The Treasury has spent years and a fortune developing bills that are more difficult to counterfeit, something that Judge James Robertson evidently could care less about.

I can just hear someone say, “But what about justice?!” Yeah, what about it? This isn’t about justice, unless we redefine “justice” so that it means that certain selected groups can turn the world upside for everyone else, at everyone else’s expense, while everyone else is disenfranchised.

One other such group for whom the judge has a particular solicitude, is terrorists.

Mooks like James Robertson talk “justice,” but have contempt for the law, and for any notion of justice worthy of the name. What they have is loyalty to certain groups, enmity towards the rest of us, and a hubristic self-righteousness. Robertson and his ilk in the judiciary, the bar, and among activists and politicians are in a competition to see who can incur greater costs to the American taxpayer, and cause more damage to American society.

3 comments:

Newsandseduction said...

interesting blog.

Malnurtured Snay said...

I think you're missing the point. Because no other country has all its currency the same size, no other country has a need to change its currency to accomodate the blind.

Anonymous said...

The fact is that making currency tactually recognizable would benefit people who are blind.

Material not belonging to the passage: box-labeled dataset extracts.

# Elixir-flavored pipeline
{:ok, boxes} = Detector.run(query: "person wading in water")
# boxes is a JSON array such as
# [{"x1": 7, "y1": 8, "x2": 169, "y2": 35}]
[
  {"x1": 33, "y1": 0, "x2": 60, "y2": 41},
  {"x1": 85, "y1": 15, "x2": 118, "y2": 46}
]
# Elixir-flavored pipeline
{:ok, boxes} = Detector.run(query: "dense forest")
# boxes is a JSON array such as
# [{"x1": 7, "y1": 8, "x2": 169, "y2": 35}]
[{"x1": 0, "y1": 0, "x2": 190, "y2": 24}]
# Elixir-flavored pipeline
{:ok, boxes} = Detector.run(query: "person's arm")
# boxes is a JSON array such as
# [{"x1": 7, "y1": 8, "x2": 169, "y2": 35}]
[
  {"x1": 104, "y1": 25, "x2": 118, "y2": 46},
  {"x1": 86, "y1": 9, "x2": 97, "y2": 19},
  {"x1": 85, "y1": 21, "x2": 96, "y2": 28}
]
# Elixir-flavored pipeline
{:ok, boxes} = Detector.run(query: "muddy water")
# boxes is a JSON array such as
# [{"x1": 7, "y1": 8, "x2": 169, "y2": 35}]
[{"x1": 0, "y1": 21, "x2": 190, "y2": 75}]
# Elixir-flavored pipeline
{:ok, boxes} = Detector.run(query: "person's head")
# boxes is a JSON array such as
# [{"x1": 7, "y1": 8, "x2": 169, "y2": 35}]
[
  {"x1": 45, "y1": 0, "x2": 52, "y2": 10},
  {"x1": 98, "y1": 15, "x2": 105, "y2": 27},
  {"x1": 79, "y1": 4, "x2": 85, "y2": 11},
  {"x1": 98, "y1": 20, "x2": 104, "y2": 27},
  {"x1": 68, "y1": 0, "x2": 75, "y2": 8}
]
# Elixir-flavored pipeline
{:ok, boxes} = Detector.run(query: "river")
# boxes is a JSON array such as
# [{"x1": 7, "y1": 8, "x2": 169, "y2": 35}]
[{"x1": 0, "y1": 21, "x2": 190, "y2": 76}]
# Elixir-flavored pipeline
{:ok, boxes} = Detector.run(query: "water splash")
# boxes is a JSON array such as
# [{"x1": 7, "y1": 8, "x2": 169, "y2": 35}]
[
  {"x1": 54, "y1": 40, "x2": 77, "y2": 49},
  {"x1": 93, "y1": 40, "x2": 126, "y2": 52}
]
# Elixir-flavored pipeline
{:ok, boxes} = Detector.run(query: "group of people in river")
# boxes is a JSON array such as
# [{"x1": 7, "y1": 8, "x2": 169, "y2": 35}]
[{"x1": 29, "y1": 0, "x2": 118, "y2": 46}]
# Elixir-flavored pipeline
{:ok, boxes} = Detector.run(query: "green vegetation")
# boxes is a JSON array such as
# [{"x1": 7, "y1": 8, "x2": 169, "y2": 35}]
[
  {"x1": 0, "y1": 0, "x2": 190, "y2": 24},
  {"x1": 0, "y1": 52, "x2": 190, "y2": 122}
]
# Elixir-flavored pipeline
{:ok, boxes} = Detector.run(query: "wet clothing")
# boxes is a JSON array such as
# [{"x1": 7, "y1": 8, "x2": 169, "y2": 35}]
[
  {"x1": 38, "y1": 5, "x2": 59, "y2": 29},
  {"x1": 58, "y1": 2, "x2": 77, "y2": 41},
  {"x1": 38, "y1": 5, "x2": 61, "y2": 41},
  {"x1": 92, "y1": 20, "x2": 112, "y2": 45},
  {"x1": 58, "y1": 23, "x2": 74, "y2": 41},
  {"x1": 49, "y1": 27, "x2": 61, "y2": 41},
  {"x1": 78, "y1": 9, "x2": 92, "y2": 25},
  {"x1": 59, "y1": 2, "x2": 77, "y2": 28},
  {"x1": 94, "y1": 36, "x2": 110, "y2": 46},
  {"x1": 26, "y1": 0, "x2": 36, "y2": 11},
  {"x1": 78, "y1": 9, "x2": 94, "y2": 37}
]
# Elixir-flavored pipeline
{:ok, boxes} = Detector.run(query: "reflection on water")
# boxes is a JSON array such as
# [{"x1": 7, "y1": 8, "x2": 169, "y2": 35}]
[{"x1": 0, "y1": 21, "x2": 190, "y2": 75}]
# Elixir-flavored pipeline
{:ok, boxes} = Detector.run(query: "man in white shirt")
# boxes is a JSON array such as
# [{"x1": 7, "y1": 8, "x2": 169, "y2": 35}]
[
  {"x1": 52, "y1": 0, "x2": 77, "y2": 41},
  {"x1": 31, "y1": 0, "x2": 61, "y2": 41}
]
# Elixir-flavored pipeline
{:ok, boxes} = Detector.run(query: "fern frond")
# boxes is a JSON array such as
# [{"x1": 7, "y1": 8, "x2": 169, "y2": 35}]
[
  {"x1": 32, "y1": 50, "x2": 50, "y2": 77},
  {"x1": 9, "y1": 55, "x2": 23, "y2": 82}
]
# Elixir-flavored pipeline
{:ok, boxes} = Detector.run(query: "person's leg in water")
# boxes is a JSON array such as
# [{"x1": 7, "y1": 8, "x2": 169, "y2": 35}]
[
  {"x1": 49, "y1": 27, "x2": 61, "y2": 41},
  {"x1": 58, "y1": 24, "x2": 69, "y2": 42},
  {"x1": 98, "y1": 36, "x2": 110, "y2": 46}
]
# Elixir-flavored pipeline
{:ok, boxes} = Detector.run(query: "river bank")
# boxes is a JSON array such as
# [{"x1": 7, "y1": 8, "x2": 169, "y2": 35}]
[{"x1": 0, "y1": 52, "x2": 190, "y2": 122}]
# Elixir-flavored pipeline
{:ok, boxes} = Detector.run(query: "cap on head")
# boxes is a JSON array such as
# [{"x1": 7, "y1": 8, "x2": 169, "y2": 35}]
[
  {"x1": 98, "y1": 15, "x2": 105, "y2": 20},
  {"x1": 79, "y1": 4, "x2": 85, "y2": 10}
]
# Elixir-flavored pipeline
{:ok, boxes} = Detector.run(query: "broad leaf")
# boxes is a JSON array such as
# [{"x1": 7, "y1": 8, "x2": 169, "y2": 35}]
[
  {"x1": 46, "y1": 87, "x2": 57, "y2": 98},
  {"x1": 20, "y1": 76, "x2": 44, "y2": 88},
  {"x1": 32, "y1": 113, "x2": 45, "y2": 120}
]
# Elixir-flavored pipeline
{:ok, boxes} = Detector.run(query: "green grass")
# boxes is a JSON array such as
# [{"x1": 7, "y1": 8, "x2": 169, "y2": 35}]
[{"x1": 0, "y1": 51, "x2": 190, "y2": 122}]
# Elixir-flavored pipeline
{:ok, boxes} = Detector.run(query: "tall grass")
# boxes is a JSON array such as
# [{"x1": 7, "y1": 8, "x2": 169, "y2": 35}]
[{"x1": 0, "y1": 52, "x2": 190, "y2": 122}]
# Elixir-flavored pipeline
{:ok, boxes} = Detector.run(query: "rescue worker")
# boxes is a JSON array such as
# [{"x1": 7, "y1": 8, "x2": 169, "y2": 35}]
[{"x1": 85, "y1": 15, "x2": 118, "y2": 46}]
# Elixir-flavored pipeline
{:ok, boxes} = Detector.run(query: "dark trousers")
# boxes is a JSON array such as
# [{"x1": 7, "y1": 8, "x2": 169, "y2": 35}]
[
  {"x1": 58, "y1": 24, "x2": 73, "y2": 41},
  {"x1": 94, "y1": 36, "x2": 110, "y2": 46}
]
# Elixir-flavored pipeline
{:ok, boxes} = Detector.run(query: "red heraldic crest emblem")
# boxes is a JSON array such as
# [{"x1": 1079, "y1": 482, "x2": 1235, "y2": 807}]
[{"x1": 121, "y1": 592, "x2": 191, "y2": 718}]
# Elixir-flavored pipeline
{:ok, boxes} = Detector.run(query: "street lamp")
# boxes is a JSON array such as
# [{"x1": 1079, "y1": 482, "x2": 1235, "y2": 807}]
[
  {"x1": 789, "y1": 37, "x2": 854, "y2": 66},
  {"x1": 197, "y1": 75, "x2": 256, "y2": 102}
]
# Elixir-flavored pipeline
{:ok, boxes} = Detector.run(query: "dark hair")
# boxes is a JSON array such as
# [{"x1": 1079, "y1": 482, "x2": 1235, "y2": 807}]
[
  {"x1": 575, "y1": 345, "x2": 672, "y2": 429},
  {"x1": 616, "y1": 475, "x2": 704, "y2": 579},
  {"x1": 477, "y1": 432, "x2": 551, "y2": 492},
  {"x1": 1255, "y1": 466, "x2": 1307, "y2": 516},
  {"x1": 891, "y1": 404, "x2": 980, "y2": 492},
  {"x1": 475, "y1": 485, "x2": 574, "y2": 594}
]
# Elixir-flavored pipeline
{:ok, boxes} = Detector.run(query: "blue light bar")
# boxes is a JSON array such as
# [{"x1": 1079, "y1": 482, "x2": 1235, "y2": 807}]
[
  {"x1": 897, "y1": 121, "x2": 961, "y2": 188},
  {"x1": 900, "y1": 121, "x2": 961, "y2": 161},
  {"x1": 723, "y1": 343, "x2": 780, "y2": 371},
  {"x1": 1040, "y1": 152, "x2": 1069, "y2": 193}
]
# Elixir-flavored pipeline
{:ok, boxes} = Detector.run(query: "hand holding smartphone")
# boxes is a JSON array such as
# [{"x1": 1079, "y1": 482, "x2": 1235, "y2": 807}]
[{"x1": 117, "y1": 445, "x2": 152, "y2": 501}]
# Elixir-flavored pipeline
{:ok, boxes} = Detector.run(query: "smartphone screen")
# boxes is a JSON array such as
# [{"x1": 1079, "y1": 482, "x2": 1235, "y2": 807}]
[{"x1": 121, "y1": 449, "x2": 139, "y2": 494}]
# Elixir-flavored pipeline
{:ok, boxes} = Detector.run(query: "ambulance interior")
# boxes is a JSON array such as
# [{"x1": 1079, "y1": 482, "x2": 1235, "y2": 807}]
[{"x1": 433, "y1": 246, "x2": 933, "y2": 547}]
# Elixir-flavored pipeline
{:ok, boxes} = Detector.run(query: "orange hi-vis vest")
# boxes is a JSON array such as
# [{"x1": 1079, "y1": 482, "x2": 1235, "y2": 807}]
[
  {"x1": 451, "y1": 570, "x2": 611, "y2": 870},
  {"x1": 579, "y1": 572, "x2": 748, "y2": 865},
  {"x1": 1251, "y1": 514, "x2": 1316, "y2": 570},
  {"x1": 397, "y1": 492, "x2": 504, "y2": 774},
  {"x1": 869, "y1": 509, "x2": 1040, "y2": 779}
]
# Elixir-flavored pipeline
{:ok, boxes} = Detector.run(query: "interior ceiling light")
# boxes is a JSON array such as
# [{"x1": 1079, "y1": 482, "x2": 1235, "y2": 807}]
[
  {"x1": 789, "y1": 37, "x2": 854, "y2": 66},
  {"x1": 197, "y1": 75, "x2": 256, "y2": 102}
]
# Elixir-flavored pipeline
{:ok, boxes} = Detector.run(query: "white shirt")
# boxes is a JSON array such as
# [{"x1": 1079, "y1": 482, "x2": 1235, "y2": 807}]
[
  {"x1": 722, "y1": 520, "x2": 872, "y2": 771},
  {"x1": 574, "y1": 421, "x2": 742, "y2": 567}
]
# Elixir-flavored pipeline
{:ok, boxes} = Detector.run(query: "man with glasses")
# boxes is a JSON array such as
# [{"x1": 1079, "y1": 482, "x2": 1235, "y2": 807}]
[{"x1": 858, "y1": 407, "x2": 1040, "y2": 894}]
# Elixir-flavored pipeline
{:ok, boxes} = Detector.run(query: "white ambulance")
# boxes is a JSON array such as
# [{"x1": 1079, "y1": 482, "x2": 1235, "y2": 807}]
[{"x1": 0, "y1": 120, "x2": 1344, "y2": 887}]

And it would open the door for people who are blind to perform jobs which require quick handling of paper money. The change might also benefit people who are sighted who would now have another way to identify paper currency. In the United States we believe in civil rights for all which includes people who are blind. I wonder if your opinion in this matter would be different if you yourself were blind? Why don't you believe that people who are blind should have the same benefits, rights, and opportunities as those without disabilities? You seem to make fun of this notion of social justice?

Similarly it might cost more to provide physical accommodations for people in wheelchairs, yet because we believe in civil rights, these accommodations are made despite the cost. Any new physical building must be constructed in such a way that it is accessible to people in wheelchairs.

Again I submit your opinion might be different if you became blind, etc. Though it may be unintentional, you don't seem to care at all whether the blind are able to live full lives with the same conveniences and oppoortunities as those who are not blind?